The word "whisperer" is slapped on to obstreperous subjects - dogs, ghosts, U.S. presidents, what have you - to denote someone skilled at reining them in. The trope began with The Horse Whisperer, a 1998 weepy directed by and starring Robert Redford. He plays Tom Booker, a Montana wrangler/Zen master who helps a tomboy named Grace (Scarlett Johansson, then 13) and her horse, Pilgrim, overcome the trauma of a riding accident that left her leg partially amputated.
Based on the 1995 best-seller by Nicholas Evans, the movie was the first to feature Redford on both sides of the camera. It was also Johansson's first starring role in a studio picture. (She had earned a Spirit award nomination for the 1996 indie Manny & Lo.)

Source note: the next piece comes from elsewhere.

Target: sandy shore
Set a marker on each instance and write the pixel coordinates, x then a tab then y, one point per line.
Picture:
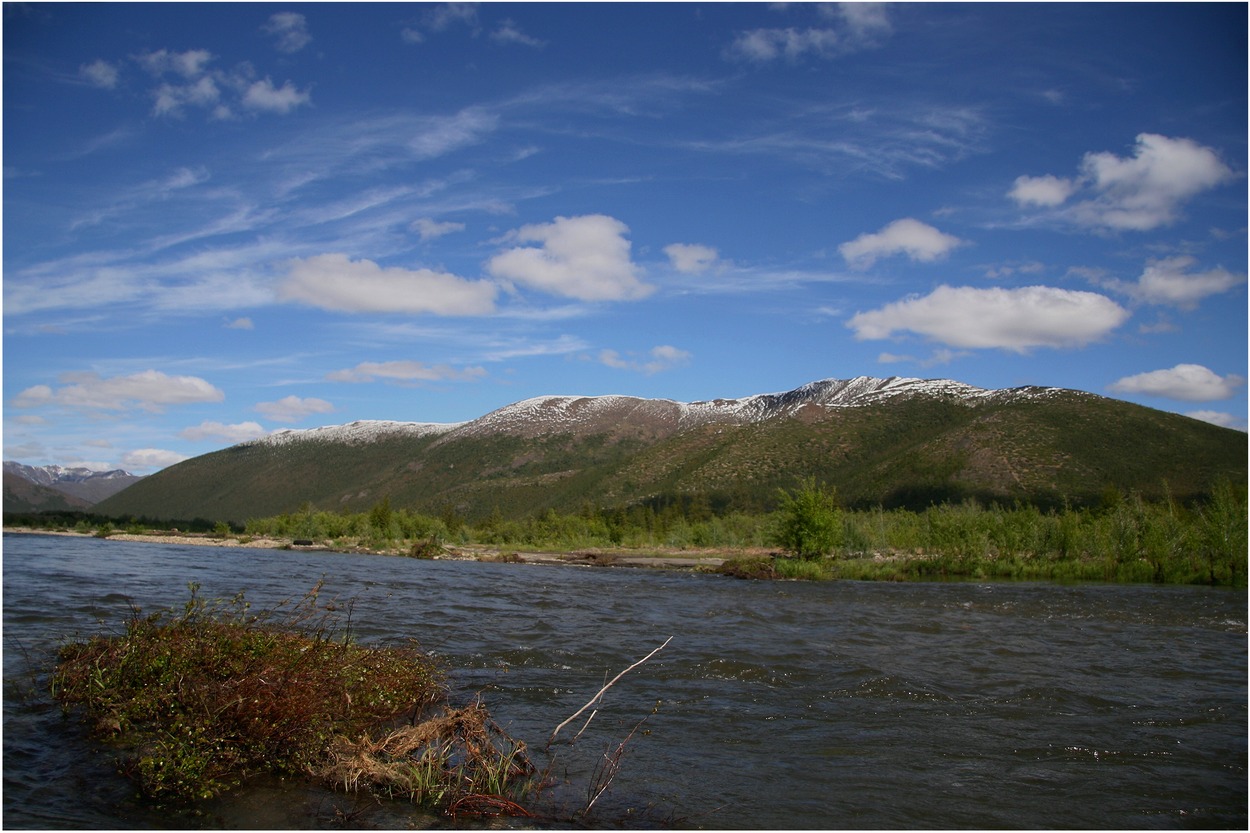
585	558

The shoot was not without its controversies: While trainer Buck Brannaman, who inspired the title character, served as a technical consultant, the final cut contained several horse-training no-nos, including Redford wearing a large ring - a sure way to lose a finger. The film drew high marks from THR, which called it a "vital, subtle story" and singled out its trio of leads - Kristin Scott Thomas rounds things out as Grace's workaholic mom - as its strongest asset. "Johansson is winning," the review noted. "She gains our sympathies as a young girl whose future has been horribly changed." Richard LaGravanese, who co-wrote the screenplay (he also adapted 1995's The Bridges of Madison County), says Johansson "brought a heartache to the part that seemed to come from experience beyond her years."
The $80 million movie was a hit for Touchstone, earning $187 million globally ($280 million today). Johansson's films have earned $3.6 billion, making her the highest-grossing actress of all time. She next headlines Ghost in the Shell, based on the Japanese manga property, out March 31.